A remarkable example of how furniture design can reflect great historical events is provided by the emergence of the Biedermeier
style. … After Napoleon's final defeat at Waterloo in 1815, Europe settled down to a long period of peace. The middle classes, who were prospering, wanted a simpler style, which could be functional as well as beautiful. …

Like most styles, it did not have a name while it was being made, but was only given one after it had been and gone. … The
term Biedermeier came to symbolise the middle classes — reliable, with lots of common sense, in fact very boring ! Bieder is a Geman word meaning common, garden, everyday, [or] plain[, and] Meier (or Meyer) is a common German surname, like Smith.

Biedermeier furniture should not be imagined as an individual movement, but rather as a series of ideas stretching from Vienna to S
ockholm, encompassing most of the German-speaking lands, Scandinavia, Russia, and the Austro-Hungarian Empire.
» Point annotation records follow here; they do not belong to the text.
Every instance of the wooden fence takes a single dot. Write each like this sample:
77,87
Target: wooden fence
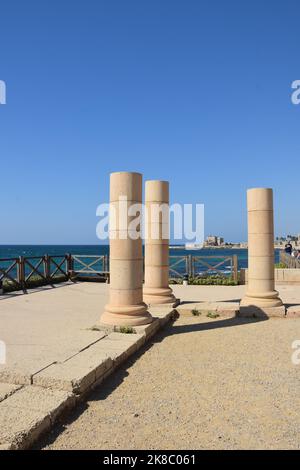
289,261
24,272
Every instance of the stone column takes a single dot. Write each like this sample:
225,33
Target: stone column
125,307
261,298
156,287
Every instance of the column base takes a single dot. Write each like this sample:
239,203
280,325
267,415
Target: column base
129,315
159,296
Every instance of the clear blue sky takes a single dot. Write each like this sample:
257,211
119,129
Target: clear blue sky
195,92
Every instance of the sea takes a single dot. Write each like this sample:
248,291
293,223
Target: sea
14,251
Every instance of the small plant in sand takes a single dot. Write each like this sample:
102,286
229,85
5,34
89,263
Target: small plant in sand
196,312
127,330
212,315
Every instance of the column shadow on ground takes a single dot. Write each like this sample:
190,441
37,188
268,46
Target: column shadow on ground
113,381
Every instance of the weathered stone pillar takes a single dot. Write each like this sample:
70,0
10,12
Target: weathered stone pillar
261,297
125,307
156,287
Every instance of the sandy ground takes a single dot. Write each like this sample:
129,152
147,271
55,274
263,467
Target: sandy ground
201,384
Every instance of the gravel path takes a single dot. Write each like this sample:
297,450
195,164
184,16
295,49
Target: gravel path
202,384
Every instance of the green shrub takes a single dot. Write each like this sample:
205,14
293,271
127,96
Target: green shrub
196,312
212,315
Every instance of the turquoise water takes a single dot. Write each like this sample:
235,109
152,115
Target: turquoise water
14,251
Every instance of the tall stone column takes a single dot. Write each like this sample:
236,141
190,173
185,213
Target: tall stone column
126,306
156,287
261,297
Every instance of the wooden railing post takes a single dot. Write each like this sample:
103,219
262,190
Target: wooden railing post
21,272
70,266
235,268
190,266
47,267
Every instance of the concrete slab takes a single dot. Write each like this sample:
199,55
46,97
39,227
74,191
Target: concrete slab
76,374
28,413
222,308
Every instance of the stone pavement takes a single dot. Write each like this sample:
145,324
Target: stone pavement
56,354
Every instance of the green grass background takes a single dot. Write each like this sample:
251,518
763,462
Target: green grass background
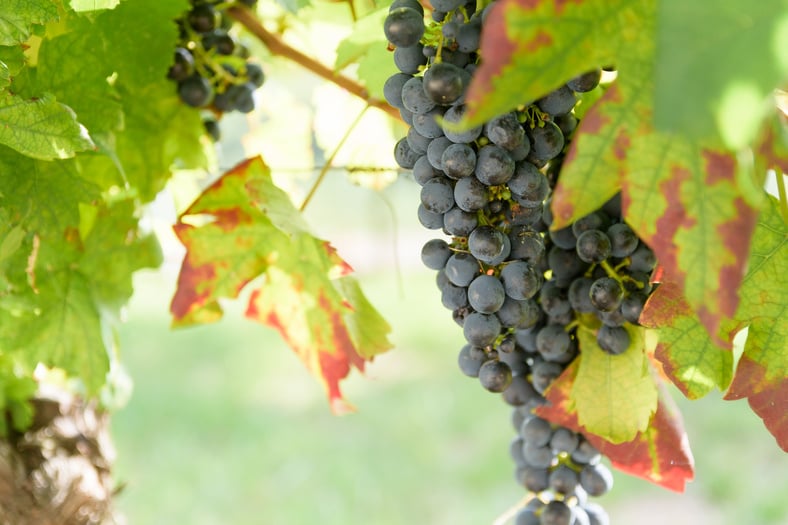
225,425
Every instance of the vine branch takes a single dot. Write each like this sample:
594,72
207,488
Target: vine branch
277,46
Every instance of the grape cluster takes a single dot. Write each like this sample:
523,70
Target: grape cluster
212,69
518,289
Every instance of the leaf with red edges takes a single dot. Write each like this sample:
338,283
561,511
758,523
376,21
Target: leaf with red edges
762,372
531,47
249,228
660,454
684,200
687,354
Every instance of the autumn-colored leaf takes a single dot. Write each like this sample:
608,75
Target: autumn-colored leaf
688,356
249,228
762,372
614,395
660,454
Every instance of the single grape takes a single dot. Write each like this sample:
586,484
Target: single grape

In the early 19th century, there was a tradition of craftsmen travelling around Europe seeking work, which greatly facilitated the spread of these ideas. There are, however, many regional variations to the furniture. South Germany and Austria produced pieces quite unlike those made in Berlin …. North Germany and Denmark were different again. …


Groth, Håkan, 2013, The Biedermeier style,
http://www.rupertcavendish.co.uk/Biedermeier/WhatisBiedermeier/whatisbiedermeier.htm


We're ignorant of the country of origin, maker, type of wood, or even the age of our particular piece. It may date to the original Biedermeier period of the 1820s. Or it may be an example of Biedermeier Revival furniture from the late 19th century, which is considered less valuable. Someday we'll do the research to find out.